Um dia o mestrado acaba e, para esses tempos vindouros, Gonçalo quer, sobretudo, estabilidade: “[Neste momento], a parte financeira não corresponde sempre, mas acho que é um sentimento generalizado, infelizmente. Esta sensação de que se agrava mais com o passar dos anos, quando não se consegue ter um salário suficiente para se ter uma vida estável, com família.”
Para a jornalista d’O Gaiense, a ambição de Gonçalo Martins soa a missão quase impossível. O desejo de estabilidade, remuneração “justa” e compatibilidade com a vida familiar são planos para outras vocações, na visão e experiência de Mónica Joady. “O jornalismo muitas vezes absorve o nosso lado pessoal, a nossa vida familiar, são horas extra umas atrás das outras e muitas das vezes não somos remunerados por isso”, confessa. Conclui com a suposição de que, talvez por isso, “haja tantos divórcios nos jornalistas”: “é muito difícil ter aquela rotina de estar em casa para jantar, fazer o jantar para o marido ou para a esposa, porque não existe isso”. E exemplifica: “Acontece um acidente às 18h30, a minha hora de saída, e até pode ser uma coisa simples de noticiar, mas, e já me aconteceu, pode ser uma coisa mais complicada e ficamos nove horas no local”.
Para falar da vida familiar, Mónica levanta o véu de duas outras questões estruturais e transversais no panorama jornalístico português: as horas extraordinárias não remuneradas e o sentido de missão entre os trabalhadores do setor.
No já referido balanço do OberCom, uma das mais consensuais e, de acordo com o Código do Trabalho, ilegais conclusões dos inquéritos é a perceção do não cumprimento do pagamento das horas extraordinárias de serviço. Em 1.043 jornalistas inquiridos, 81,9% não auferia qualquer tipo de compensação financeira pelas horas de trabalho suplementar. Uma situação que, de tão comum, se normalizou nas redações do país. E que se liga, inclusive, com a tal sensação de missão de informar de que Mónica falou. Uma missão que, na maior parte das vezes, não se lembra do respeito pelas horas pagas, ou pelo horário de trabalho contratualizado.

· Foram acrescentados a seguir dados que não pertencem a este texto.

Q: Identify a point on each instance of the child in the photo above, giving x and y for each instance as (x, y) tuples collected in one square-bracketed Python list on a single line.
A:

A notícia não escolhe horas para acontecer, é verdade, mas é também verdade que nesse guarda-chuva que é a missão e a necessidade de informar, se justifica, muitas vezes, a precariedade e o desrespeito pelos direitos laborais.
O que faz de um profissional, um profissional precário é difícil de definir, seja pela amplitude, pela ambiguidade ou pela diversidade das definições. O dicionário da Porto Editora é abrangente e define a precariedade como “condição do que é instável, inseguro, frágil”, o Priberam refere que o precário é um “indivíduo sem vínculo de trabalho permanente”. Mas há outra definição sociológica para a palavra e que não consta no dicionário. O francês Pierre Bordieu define a precariedade como um “novo modo de dominação sobre os trabalhadores que, constrangidos, se submetem a uma aceitação da exploração do seu trabalho caracterizado por uma insegurança generalizada e permanente”.
E é nesta definição de precariedade que todos os jornalistas com quem falamos tipificam a sua condição ou a de muitos que consigo trabalham. Uma insegurança constante num mundo laboral que, pelas oportunidades escassas e falta de investimento, submete os trabalhadores à aceitação de condições pouco dignas e, não poucas vezes, ilegais. O jornalismo tem pouco espaço e o espaço que tem preenche-o com quem não se importa de fazer um esforço (muito) além do contratualizado numa esperança, muitas vezes vã, de criar vínculo à empresa e ver a sua condição melhorada com o tempo.